INDICE DEI CONTENUTI
1. Premessa
2. La revoca dell’amministratore: distinzione tra revoca assembleare e giudiziale
3. Violazione dell’obbligo ex art. 1131 comma 3 c.c.
4. La Mancata presentazione del rendiconto condominiale e il rifiuto di fornire informazioni ai condomini
5. Irregolarità nella gestione finanziaria
6. Mancata esecuzione delle delibere assembleari
7. Assenza dei requisiti professionali richiesti agli amministratori di condominio
8. Mancata formazione del Registro Anagrafe Sicurezza (RAS)
9. Mancata presentazione del preventivo
10. Conseguenze della revoca GIUDIZIALE DELL’amministratore DI CONDOMINIO
11. Conclusioni




ASCOLTA L’INTRODUZIONE


PREMESSA

L’amministratore di condominio, figura centrale nella gestione delle parti comuni di un edificio, ha il compito di garantire l’osservanza del regolamento condominiale, l’esecuzione delle delibere assembleare e, tra le altre, ha l’arduo compito di curare la contabilità e la tenuta dei registri (per saperne di più consulta il nostro approfondimento “Compiti e responsabilità dell’amministratore di condominio”). In altri termini, l’amministratore è l’organo di gestione e di rappresentanza del condominio la cui nomina, le cui attività e responsabilità sono disciplinate dal Codice Civile e dalla Legge n. 220/2012 (c.d. Legge di riforma del condominio), che ha introdotto significative novità atte a “professionalizzare” la figura dell’amministratore condominiale.

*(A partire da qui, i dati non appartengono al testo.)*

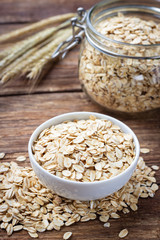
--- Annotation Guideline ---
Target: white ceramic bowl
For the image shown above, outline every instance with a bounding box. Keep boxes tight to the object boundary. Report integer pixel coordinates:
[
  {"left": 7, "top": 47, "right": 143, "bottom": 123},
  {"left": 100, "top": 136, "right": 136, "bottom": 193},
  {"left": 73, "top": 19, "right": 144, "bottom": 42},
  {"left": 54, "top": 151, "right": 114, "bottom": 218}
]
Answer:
[{"left": 28, "top": 112, "right": 140, "bottom": 201}]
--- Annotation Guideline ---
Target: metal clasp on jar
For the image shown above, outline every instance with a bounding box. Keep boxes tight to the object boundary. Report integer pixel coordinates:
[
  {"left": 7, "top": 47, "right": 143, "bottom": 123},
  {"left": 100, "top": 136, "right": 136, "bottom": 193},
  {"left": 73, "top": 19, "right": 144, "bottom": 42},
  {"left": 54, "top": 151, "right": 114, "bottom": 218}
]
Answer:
[{"left": 52, "top": 7, "right": 87, "bottom": 59}]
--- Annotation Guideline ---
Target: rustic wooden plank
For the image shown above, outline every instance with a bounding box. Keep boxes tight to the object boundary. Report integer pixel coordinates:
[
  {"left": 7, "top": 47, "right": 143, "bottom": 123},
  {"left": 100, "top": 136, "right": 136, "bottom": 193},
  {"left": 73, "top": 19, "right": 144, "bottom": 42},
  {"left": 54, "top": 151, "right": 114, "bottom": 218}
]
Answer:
[
  {"left": 0, "top": 92, "right": 160, "bottom": 240},
  {"left": 0, "top": 0, "right": 97, "bottom": 23}
]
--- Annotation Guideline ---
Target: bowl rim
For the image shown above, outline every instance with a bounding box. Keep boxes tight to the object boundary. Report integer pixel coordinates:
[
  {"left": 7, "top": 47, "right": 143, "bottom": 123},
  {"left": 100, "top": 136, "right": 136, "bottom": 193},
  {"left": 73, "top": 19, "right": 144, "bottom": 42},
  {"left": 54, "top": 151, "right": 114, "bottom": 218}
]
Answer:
[{"left": 28, "top": 111, "right": 140, "bottom": 186}]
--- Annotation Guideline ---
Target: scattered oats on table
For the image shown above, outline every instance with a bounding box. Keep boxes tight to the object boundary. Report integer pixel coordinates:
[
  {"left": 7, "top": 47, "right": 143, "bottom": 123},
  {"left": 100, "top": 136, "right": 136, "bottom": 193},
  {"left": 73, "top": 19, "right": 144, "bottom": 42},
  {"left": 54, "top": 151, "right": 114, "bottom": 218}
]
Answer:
[
  {"left": 0, "top": 152, "right": 5, "bottom": 159},
  {"left": 119, "top": 228, "right": 128, "bottom": 238},
  {"left": 32, "top": 116, "right": 135, "bottom": 182},
  {"left": 151, "top": 165, "right": 159, "bottom": 171},
  {"left": 16, "top": 156, "right": 26, "bottom": 162},
  {"left": 63, "top": 232, "right": 72, "bottom": 240},
  {"left": 140, "top": 148, "right": 150, "bottom": 153}
]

Non è infrequente, tuttavia, che i condomini siano insoddisfatti del suo operato al punto da assumere la decisione di revocargli il mandato. La revoca dell’amministratore, sia per decisione assembleare che per intervento del giudice, è un istituto di grande rilevanza giuridica.

In questo articolo ci focalizzeremo sull’esame delle principali ipotesi di revoca giudiziale dell’amministratore di condominio.

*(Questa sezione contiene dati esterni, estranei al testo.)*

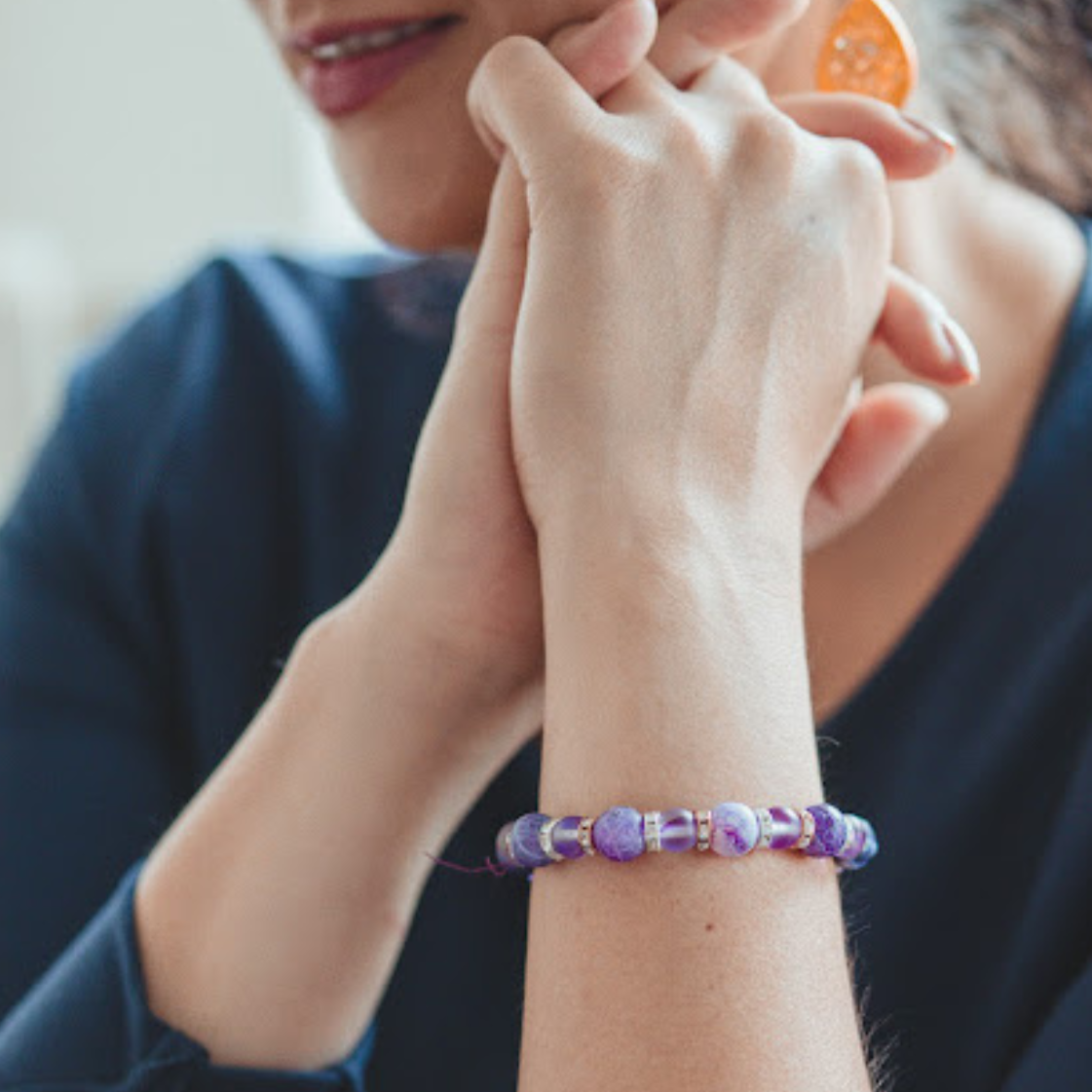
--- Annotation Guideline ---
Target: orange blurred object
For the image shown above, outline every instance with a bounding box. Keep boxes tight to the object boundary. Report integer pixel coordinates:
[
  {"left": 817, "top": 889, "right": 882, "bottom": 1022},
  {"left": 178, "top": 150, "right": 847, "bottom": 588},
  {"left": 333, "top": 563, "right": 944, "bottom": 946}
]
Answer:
[{"left": 815, "top": 0, "right": 918, "bottom": 107}]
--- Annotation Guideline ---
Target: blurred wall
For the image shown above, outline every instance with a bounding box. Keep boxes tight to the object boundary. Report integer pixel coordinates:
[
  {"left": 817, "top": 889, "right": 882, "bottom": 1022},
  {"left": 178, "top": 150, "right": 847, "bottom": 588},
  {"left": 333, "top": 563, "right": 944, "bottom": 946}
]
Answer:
[{"left": 0, "top": 0, "right": 375, "bottom": 506}]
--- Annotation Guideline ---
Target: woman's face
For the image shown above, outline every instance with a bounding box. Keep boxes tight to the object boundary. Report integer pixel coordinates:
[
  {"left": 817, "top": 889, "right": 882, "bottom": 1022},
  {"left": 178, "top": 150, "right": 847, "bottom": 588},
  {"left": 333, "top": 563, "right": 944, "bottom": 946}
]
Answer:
[{"left": 250, "top": 0, "right": 814, "bottom": 251}]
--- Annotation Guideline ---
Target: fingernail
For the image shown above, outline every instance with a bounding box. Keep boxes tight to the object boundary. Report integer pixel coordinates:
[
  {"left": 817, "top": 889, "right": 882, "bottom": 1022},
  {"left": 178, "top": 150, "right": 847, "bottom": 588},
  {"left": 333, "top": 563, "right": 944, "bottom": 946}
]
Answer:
[
  {"left": 899, "top": 110, "right": 959, "bottom": 155},
  {"left": 940, "top": 317, "right": 982, "bottom": 383}
]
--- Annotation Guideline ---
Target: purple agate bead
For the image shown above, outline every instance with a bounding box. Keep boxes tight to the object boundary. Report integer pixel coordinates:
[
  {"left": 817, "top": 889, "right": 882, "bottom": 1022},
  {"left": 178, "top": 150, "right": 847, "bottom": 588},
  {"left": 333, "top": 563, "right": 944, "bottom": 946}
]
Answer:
[
  {"left": 804, "top": 804, "right": 847, "bottom": 857},
  {"left": 843, "top": 815, "right": 881, "bottom": 872},
  {"left": 550, "top": 815, "right": 584, "bottom": 860},
  {"left": 659, "top": 809, "right": 697, "bottom": 853},
  {"left": 512, "top": 811, "right": 552, "bottom": 868},
  {"left": 710, "top": 803, "right": 760, "bottom": 857},
  {"left": 592, "top": 809, "right": 644, "bottom": 860},
  {"left": 767, "top": 809, "right": 804, "bottom": 849}
]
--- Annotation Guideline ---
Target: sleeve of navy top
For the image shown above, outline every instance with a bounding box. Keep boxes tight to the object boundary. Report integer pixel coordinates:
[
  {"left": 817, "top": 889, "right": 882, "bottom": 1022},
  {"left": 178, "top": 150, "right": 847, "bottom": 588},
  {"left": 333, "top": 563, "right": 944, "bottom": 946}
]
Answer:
[{"left": 0, "top": 259, "right": 375, "bottom": 1092}]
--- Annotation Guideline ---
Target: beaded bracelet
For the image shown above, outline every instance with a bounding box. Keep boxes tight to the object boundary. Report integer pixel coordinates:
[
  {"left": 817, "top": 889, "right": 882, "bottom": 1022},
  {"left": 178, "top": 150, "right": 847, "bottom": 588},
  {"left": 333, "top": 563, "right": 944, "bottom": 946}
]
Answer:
[{"left": 497, "top": 803, "right": 879, "bottom": 872}]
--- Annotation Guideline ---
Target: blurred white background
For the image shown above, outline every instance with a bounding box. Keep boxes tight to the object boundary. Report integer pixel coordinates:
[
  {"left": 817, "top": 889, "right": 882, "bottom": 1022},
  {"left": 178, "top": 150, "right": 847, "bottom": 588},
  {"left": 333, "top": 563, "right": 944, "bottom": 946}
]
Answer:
[{"left": 0, "top": 0, "right": 376, "bottom": 508}]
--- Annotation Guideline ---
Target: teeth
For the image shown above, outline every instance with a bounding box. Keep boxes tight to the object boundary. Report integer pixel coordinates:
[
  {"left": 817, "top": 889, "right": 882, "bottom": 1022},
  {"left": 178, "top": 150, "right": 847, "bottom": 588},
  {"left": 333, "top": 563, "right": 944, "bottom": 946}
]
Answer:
[{"left": 308, "top": 19, "right": 434, "bottom": 61}]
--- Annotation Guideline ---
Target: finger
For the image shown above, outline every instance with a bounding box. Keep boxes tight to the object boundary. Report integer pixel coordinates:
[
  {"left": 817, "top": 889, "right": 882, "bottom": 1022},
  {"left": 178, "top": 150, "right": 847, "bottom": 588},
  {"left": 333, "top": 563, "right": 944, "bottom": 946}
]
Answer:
[
  {"left": 548, "top": 0, "right": 658, "bottom": 99},
  {"left": 773, "top": 92, "right": 957, "bottom": 180},
  {"left": 649, "top": 0, "right": 810, "bottom": 89},
  {"left": 804, "top": 383, "right": 949, "bottom": 550},
  {"left": 451, "top": 155, "right": 530, "bottom": 371},
  {"left": 873, "top": 267, "right": 981, "bottom": 387},
  {"left": 467, "top": 35, "right": 602, "bottom": 167}
]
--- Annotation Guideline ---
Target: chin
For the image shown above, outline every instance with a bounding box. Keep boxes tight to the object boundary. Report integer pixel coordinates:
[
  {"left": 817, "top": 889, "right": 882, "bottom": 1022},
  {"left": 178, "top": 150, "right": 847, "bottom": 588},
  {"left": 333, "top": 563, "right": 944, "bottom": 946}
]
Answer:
[{"left": 332, "top": 123, "right": 497, "bottom": 253}]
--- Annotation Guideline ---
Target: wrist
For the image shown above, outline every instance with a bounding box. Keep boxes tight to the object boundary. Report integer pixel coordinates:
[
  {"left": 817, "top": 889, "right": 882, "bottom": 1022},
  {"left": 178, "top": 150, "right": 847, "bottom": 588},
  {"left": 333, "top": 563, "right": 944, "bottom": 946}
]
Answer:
[{"left": 542, "top": 507, "right": 821, "bottom": 813}]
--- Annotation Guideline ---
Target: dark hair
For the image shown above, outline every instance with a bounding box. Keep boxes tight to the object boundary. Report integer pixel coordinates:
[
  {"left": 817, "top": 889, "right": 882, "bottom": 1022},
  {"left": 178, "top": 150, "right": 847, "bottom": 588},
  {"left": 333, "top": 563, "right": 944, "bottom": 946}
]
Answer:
[{"left": 896, "top": 0, "right": 1092, "bottom": 211}]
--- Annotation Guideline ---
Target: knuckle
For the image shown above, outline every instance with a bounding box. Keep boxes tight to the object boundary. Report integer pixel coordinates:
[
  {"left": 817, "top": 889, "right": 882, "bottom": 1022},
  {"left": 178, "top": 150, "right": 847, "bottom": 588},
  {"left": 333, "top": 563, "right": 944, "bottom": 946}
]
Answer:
[
  {"left": 565, "top": 133, "right": 641, "bottom": 213},
  {"left": 839, "top": 139, "right": 886, "bottom": 193},
  {"left": 478, "top": 34, "right": 544, "bottom": 83},
  {"left": 734, "top": 109, "right": 796, "bottom": 165}
]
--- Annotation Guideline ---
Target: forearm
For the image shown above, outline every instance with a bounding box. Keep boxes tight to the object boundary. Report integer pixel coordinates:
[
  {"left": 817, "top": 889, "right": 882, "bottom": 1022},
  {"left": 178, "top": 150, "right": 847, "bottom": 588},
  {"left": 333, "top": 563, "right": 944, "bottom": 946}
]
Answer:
[
  {"left": 136, "top": 558, "right": 539, "bottom": 1068},
  {"left": 521, "top": 510, "right": 869, "bottom": 1092}
]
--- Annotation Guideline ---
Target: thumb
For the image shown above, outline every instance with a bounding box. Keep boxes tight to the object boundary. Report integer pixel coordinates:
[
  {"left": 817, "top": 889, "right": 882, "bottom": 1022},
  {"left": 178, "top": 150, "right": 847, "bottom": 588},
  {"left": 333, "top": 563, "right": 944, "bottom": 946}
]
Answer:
[
  {"left": 804, "top": 383, "right": 948, "bottom": 550},
  {"left": 452, "top": 154, "right": 530, "bottom": 369}
]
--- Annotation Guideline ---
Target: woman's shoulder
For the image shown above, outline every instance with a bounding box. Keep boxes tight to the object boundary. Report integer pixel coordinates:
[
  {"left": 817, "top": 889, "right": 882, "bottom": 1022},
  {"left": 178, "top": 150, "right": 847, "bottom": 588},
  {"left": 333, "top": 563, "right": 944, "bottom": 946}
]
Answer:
[{"left": 56, "top": 247, "right": 467, "bottom": 477}]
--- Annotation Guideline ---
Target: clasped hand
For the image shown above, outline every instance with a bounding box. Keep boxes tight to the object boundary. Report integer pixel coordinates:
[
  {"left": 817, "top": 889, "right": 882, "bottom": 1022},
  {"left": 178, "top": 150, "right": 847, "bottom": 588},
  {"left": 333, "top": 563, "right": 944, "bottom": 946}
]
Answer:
[{"left": 381, "top": 0, "right": 973, "bottom": 764}]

La revoca dell’amministratore: distinzione tra revoca assembleare e giudiziale

La revoca può essere richiesta dall’assemblea condominiale con votazione a condizione che venga raggiunta la maggioranza di almeno metà degli intervenuti che rappresenti i 500 millesimi. Diversa è la revoca giudiziale che può essere richiesta da uno o più condomini in presenza di gravi irregolarità nella gestione.

Mentre la prima segue una procedura più semplice e diretta, la seconda richiede l’intervento del Tribunale ed è disciplinata dal comma 11 dell’art. 1129 c.c., che indica espressamente le condizioni che giustificano tale misura (per saperne di più consulta il nostro approfondimento “Revoca dell’amministratore di condominio: come procedere e quando è possibile”).

Le principali ipotesi di revoca giudiziale sono:

  • Violazione dell’obbligo ex art. 1131 comma 3 c.c..
  • Mancata presentazione del rendiconto condominiale.
  • Gravi irregolarità ex art. 1129, comma 12 c.c. (a titolo esemplificativo: irregolarità fiscali, omessa convocazione dell’assemblea per l’approvazione del rendiconto condominiale, la mancata esecuzione di provvedimenti giudiziari e amministrativi nonché di delibere assembleari, la mancata apertura di un conto corrente, postale o bancario intestato al condominio ecc…).

Violazione dell’obbligo ex art. 1131 comma 3 c.c.

L’amministratore di condominio, nei limiti dei poteri attribuitogli, rappresenta i condomini e può/deve stare in giudizio per loro conto, contro terzi, ovvero contro alcuni dei condomini per conto di tutti gli altri. Tuttavia, l’art. 1131, comma 3 c.c., nel disciplinare il potere di rappresentanza dell’amministratore, ha previsto espressamente l’obbligo di quest’ultimo di dare senza indugio notizia all’assemblea dei condomini di eventuali citazioni ed ordinanze esorbitanti il contenuto delle sue attribuzioni.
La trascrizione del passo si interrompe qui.